BMS paper leak: Will decide on re-exam after police probe, says Mumbai university
A committee appointed by the university is also investigating the incidentUpdated: Nov 18, 2017 14:46 IST
A day after a student was caught with a copy of a Bachelor of Management Studies (BMS) paper on her mobile phone, University of Mumbai (MU) said that the decision to conduct a re-examination will be taken after the police enquiry and the university’s internal probe.
Speaking to HT, Arjun Ghatule, in-charge director, board of examination and evaluation at MU, said that the university is awaiting the results of an enquiry by the city police. Meanwhile, a committee appointed by the university is also investigating the incident.
"We will soon receive the reports from police as well as our own committees. Once the timing of the papers being posted on social media is ascertained, it will be clear whether it was a 'leak' or not. Based on that, we will decide whether to conduct a re-examination," he said. He added that if a college is found to be responsible for the leak, action will be taken against it.
A university official, however, suggested that there won’t be a re-examination as the paper didn't seem to have reached many students.
On Thursday, MVM College in Andheri caught a student from a Vile Parle college carrying a mobile phone during Marketing: E-commerce & Digital Marketing paper of BMS fifth semester examination, 45 minutes after the paper started at 11am. The phone had a copy of the paper on it.

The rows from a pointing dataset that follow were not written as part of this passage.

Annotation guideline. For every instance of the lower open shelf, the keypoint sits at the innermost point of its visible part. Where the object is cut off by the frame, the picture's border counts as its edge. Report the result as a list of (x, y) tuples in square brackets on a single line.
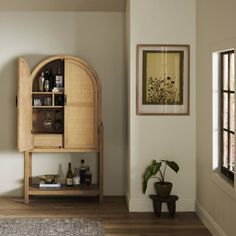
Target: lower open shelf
[(81, 190)]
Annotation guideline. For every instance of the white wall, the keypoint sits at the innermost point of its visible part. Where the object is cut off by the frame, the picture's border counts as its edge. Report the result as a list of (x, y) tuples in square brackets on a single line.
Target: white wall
[(216, 199), (96, 37), (162, 137)]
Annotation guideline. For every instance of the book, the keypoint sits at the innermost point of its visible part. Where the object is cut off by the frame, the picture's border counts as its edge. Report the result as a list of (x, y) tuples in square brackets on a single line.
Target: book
[(43, 185)]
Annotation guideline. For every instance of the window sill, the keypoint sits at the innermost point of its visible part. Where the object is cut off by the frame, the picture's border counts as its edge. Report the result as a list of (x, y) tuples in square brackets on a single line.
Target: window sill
[(224, 184)]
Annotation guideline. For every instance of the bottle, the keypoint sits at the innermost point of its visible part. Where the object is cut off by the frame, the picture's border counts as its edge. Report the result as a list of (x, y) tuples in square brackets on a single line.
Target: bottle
[(88, 176), (46, 85), (69, 176), (76, 177), (41, 82), (57, 123), (59, 79), (47, 123), (82, 172), (51, 80)]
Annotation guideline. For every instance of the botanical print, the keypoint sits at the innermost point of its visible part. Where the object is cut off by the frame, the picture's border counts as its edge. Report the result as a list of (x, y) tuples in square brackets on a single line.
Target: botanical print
[(163, 77)]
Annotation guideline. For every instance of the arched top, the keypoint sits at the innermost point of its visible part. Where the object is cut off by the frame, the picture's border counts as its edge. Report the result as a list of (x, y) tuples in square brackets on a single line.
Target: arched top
[(83, 64)]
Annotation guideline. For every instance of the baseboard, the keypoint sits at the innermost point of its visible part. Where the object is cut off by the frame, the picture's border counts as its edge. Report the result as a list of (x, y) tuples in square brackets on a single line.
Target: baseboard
[(145, 205), (114, 190), (208, 221)]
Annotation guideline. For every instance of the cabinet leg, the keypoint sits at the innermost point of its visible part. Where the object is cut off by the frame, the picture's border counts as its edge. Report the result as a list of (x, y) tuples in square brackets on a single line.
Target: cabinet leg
[(27, 171)]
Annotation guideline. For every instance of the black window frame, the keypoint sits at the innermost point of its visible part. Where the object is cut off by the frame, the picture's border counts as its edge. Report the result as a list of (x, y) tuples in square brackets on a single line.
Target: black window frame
[(225, 171)]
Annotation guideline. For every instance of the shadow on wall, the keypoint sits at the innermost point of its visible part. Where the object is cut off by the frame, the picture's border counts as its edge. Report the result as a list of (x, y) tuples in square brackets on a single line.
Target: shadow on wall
[(8, 85)]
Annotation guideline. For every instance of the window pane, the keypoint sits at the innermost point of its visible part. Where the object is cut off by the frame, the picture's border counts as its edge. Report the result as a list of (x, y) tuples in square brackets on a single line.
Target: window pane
[(225, 149), (225, 110), (232, 71), (232, 112), (225, 72), (232, 151)]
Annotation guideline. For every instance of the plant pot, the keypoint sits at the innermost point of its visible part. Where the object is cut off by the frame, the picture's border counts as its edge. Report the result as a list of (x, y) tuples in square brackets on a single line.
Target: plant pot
[(163, 189)]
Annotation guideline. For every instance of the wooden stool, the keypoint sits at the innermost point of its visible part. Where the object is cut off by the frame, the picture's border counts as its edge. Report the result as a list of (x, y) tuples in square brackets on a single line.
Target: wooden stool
[(157, 203)]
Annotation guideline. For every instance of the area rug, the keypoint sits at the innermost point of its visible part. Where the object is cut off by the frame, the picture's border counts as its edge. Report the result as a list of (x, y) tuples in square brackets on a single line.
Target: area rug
[(50, 227)]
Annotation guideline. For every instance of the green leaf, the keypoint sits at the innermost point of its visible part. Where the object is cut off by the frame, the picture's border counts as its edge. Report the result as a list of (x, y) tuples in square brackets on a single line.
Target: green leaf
[(150, 172), (173, 165)]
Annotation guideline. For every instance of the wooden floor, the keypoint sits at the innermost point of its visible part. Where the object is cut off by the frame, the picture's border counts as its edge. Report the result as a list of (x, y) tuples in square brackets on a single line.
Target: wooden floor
[(113, 212)]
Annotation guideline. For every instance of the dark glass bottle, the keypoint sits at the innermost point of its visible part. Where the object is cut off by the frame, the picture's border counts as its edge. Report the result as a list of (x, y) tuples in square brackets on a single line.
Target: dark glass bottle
[(46, 86), (82, 172), (57, 123), (59, 79), (51, 80), (69, 176)]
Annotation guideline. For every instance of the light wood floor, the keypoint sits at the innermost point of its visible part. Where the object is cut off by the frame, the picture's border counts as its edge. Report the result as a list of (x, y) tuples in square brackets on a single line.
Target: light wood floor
[(114, 213)]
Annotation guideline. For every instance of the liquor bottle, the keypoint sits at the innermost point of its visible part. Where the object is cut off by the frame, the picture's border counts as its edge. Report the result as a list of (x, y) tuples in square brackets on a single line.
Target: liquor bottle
[(69, 176), (46, 86), (88, 176), (59, 79), (41, 82), (57, 123), (76, 177), (51, 80), (82, 172)]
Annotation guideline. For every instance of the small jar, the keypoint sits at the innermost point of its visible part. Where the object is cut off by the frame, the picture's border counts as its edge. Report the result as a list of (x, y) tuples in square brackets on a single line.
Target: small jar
[(88, 178)]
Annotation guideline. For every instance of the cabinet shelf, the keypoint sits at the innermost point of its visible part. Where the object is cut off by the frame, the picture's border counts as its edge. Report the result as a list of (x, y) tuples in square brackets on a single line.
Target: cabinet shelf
[(81, 190), (46, 93)]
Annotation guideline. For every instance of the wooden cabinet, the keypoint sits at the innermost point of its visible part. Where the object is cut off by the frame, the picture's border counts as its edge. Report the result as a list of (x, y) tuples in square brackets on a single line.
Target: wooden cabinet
[(67, 119)]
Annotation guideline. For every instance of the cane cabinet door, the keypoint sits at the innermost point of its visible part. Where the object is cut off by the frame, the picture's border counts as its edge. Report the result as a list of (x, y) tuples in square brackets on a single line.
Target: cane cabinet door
[(24, 107), (81, 106)]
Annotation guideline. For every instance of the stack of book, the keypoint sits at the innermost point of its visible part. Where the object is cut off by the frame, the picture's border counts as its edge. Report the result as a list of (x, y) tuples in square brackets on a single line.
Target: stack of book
[(54, 185)]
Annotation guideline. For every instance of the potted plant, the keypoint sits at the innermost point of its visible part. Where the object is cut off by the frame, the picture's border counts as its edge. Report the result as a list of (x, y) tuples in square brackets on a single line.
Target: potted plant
[(154, 170)]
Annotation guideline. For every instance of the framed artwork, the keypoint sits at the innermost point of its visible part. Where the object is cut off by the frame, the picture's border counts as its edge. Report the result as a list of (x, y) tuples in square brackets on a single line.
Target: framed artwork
[(163, 79)]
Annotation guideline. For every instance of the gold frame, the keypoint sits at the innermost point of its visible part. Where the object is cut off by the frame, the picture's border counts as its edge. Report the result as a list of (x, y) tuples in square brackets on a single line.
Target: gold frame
[(162, 86)]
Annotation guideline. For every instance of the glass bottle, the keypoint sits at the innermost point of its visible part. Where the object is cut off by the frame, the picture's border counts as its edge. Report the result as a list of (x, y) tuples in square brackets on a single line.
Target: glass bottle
[(82, 172), (41, 82), (59, 79), (51, 80), (57, 123), (69, 176), (47, 123)]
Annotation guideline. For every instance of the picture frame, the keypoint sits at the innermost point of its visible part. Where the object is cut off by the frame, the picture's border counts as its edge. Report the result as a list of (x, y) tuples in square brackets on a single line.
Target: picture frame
[(163, 79)]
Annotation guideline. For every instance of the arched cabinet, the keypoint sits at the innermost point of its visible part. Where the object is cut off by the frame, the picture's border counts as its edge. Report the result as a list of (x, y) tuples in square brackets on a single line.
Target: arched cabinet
[(76, 104)]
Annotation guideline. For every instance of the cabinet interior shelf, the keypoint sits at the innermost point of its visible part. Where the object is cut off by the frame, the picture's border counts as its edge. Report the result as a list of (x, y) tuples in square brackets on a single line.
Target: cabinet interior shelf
[(81, 190), (47, 93), (47, 107)]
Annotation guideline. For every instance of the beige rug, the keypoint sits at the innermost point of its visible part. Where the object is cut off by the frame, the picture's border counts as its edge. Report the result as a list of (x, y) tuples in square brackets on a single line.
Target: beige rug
[(50, 227)]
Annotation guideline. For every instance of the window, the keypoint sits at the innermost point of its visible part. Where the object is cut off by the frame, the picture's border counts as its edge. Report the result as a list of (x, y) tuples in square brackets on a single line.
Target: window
[(227, 114)]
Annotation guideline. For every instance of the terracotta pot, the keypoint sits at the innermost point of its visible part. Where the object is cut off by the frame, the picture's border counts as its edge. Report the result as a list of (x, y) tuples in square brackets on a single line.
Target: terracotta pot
[(163, 189)]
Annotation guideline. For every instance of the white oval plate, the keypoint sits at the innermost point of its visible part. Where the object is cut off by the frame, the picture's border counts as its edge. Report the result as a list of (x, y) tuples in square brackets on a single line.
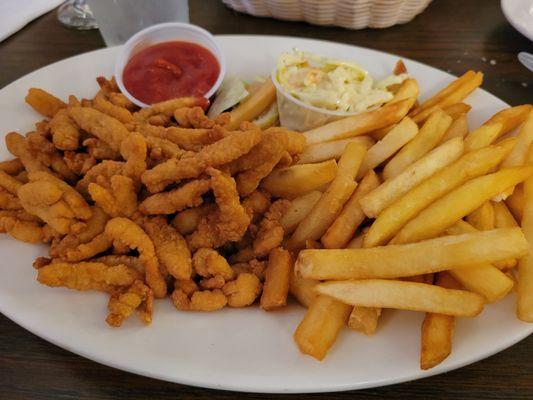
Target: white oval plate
[(519, 13), (234, 349)]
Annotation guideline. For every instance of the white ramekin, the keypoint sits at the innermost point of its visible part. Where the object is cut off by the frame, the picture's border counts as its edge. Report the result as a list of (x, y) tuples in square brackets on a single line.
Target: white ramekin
[(163, 33), (297, 115)]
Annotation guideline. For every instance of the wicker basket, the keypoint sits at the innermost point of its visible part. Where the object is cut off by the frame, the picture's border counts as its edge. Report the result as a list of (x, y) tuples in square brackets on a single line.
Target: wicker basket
[(351, 14)]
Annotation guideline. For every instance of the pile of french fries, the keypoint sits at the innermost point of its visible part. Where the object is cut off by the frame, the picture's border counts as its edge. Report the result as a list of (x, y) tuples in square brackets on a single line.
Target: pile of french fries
[(405, 207)]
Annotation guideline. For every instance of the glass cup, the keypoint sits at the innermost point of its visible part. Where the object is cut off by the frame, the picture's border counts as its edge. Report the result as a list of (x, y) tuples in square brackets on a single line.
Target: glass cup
[(118, 20)]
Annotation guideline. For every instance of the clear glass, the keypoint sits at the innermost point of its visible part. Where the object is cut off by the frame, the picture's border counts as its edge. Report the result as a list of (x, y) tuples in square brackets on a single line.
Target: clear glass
[(76, 14), (118, 20)]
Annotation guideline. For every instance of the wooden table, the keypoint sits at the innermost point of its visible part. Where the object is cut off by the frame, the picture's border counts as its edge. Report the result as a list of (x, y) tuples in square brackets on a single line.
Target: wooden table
[(452, 35)]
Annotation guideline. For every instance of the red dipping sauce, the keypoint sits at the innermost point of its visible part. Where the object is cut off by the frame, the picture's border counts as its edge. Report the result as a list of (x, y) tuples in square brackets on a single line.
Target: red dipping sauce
[(170, 69)]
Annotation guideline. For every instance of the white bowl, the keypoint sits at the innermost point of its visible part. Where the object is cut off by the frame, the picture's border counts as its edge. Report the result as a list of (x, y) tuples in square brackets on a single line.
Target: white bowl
[(163, 33), (297, 115)]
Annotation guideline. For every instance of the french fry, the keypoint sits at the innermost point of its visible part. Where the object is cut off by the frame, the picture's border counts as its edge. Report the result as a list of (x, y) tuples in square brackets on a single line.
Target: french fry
[(297, 180), (455, 97), (252, 107), (429, 136), (343, 228), (511, 117), (359, 124), (326, 151), (483, 136), (321, 324), (302, 289), (390, 144), (391, 190), (43, 102), (331, 202), (482, 218), (460, 202), (299, 209), (518, 155), (364, 319), (277, 275), (516, 201), (356, 242), (458, 128), (524, 309), (437, 331), (442, 94), (470, 165), (483, 278), (397, 261), (404, 295), (457, 109)]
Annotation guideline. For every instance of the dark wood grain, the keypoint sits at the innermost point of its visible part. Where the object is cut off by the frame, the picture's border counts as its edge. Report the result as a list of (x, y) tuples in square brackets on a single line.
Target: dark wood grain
[(451, 35)]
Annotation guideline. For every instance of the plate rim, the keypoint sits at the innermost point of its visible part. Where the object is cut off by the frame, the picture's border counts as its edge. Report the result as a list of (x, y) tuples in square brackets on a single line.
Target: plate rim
[(250, 388)]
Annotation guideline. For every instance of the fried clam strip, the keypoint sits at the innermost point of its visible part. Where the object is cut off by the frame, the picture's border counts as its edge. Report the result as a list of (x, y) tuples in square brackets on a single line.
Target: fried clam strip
[(18, 146), (106, 128), (169, 106), (65, 133), (124, 302), (132, 235), (270, 233), (93, 227), (116, 196), (53, 201), (45, 152), (87, 275), (228, 222), (43, 102), (170, 247), (219, 153), (187, 297), (186, 138), (188, 195)]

The college filed a complaint against the student at Amboli police station.
A day earlier HT had reported that several fifth semester BMS papers, held between Monday and Wednesday, were 'leaked' on a social media platform more than an hour before the examination.
The university sends the papers to exam centres online through its Digital Exam Paper Delivery System (DEPDS), which was introduced in 2013 in the wake of several paper leak incidents. The colleges receive a password to download the question papers from an MU portal, usually one and half hours before the paper starts. The papers are then printed by the college and distributed among the students.
Ghatule said that MU's online paper delivery method is a foolproof system with many in-built security features. "There's no problem in the technology. The leaks occur when humans get involved. But one will have to trust humans," he said.
Last year, a BMS paper was similarly ‘leaked’ on social media 30-40 minutes before the examination. No culprit of the incident was identified.